Bryan Hughes: Yeah. In certain instances, there’s some quality things that we’ve been dealing with on the portfolio. I wouldn’t say that it’s at the top side of that, but it’s not the main driver. The main driver is just the level of shipments, the deleverage that occurs and the product mix shifts that need to be done in an environment like this. So I would characterize it more related to that. We have had some new product introductions that have caused some initial productivity challenges as well, but that’s not terribly unusual relative to our past.
David Whiston: You’re not furloughing anybody, are you?
Michael Happe: David, we worked responsibly over the last several years to react to the market downturn. We employ around 6,000 employees today. We were at a peak of almost 7,700 employees back in probably fiscal ‘21, fiscal ‘22. And so we’ve been very carefully and hopefully respectfully rightsizing our workforce to the size of the market and the size and the health of our business. And so we make adjustments in the workforce, both from a manufacturing and/or office standpoint very carefully. And we’ve been doing that diligently over the past couple of years as we manage this down market. So no new news on that front, but just a constant management of having the right quantity and certainly great quality of teammates here at our businesses.

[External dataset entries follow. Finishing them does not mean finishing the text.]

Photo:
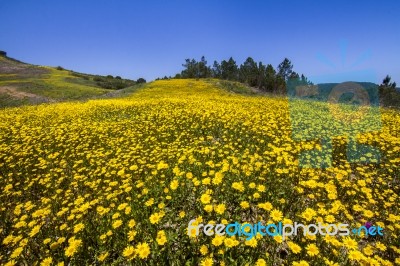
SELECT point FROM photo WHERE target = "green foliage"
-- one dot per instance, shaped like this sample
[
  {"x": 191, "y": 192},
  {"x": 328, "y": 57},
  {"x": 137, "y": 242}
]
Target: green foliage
[
  {"x": 251, "y": 73},
  {"x": 388, "y": 94}
]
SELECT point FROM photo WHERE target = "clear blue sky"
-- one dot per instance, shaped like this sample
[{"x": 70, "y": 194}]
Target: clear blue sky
[{"x": 152, "y": 38}]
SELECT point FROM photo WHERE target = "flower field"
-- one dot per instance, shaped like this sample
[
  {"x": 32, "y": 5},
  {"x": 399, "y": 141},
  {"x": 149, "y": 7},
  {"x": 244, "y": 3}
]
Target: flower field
[{"x": 117, "y": 181}]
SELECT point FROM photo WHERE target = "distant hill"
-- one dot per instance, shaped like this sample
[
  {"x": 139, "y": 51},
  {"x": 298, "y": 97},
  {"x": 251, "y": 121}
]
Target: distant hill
[{"x": 22, "y": 83}]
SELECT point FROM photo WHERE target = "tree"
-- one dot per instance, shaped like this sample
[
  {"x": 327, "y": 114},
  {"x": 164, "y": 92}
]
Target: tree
[
  {"x": 229, "y": 69},
  {"x": 285, "y": 69},
  {"x": 270, "y": 78},
  {"x": 216, "y": 70},
  {"x": 387, "y": 84},
  {"x": 388, "y": 94},
  {"x": 248, "y": 72},
  {"x": 190, "y": 70}
]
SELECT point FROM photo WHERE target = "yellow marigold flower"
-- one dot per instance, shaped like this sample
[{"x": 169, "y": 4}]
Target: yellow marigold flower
[
  {"x": 350, "y": 243},
  {"x": 161, "y": 238},
  {"x": 203, "y": 250},
  {"x": 78, "y": 227},
  {"x": 34, "y": 231},
  {"x": 117, "y": 224},
  {"x": 206, "y": 262},
  {"x": 252, "y": 242},
  {"x": 102, "y": 256},
  {"x": 205, "y": 198},
  {"x": 217, "y": 240},
  {"x": 131, "y": 235},
  {"x": 312, "y": 250},
  {"x": 294, "y": 247},
  {"x": 238, "y": 186},
  {"x": 131, "y": 223},
  {"x": 261, "y": 262},
  {"x": 276, "y": 215},
  {"x": 46, "y": 262},
  {"x": 300, "y": 263},
  {"x": 174, "y": 184},
  {"x": 73, "y": 247},
  {"x": 16, "y": 252},
  {"x": 220, "y": 208},
  {"x": 208, "y": 208},
  {"x": 129, "y": 252},
  {"x": 143, "y": 250},
  {"x": 155, "y": 218},
  {"x": 244, "y": 205}
]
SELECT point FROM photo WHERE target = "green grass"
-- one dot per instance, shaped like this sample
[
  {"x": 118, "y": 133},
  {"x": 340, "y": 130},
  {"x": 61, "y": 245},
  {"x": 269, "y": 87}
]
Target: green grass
[{"x": 54, "y": 84}]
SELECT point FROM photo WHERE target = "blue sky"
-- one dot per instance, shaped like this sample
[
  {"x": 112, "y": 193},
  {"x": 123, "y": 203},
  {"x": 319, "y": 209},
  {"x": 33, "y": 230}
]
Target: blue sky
[{"x": 347, "y": 40}]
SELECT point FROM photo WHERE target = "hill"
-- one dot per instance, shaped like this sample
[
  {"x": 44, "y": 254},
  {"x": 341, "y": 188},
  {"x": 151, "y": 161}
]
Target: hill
[
  {"x": 119, "y": 180},
  {"x": 22, "y": 83}
]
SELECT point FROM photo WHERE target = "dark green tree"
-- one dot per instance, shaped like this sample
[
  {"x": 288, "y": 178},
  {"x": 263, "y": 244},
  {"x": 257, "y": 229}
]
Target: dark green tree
[
  {"x": 216, "y": 70},
  {"x": 270, "y": 79},
  {"x": 285, "y": 69},
  {"x": 229, "y": 69}
]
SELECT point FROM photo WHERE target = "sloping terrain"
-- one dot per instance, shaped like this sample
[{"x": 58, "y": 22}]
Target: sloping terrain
[
  {"x": 22, "y": 83},
  {"x": 116, "y": 181}
]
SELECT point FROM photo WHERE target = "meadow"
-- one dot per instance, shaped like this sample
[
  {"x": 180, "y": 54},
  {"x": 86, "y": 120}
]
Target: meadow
[{"x": 116, "y": 181}]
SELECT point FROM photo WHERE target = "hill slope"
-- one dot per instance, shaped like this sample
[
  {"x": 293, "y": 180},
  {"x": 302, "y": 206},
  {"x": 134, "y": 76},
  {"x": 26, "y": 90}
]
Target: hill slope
[
  {"x": 115, "y": 175},
  {"x": 22, "y": 83}
]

David Whiston: Okay. Thank you. Appreciate it.
Operator: Thank you. I would now like to turn the call back over to Ray Posadas for any closing remarks.
Ray Posadas: Thank you for joining us this morning. We have a number of investor conferences and non-deal roadshows planned throughout the summer, and we look forward to meeting with you throughout the summer. This concludes our Q3 earnings call. Please enjoy the rest of your day.
Operator: Thank you. This concludes the conference. Thank you for your participation. You may now disconnect.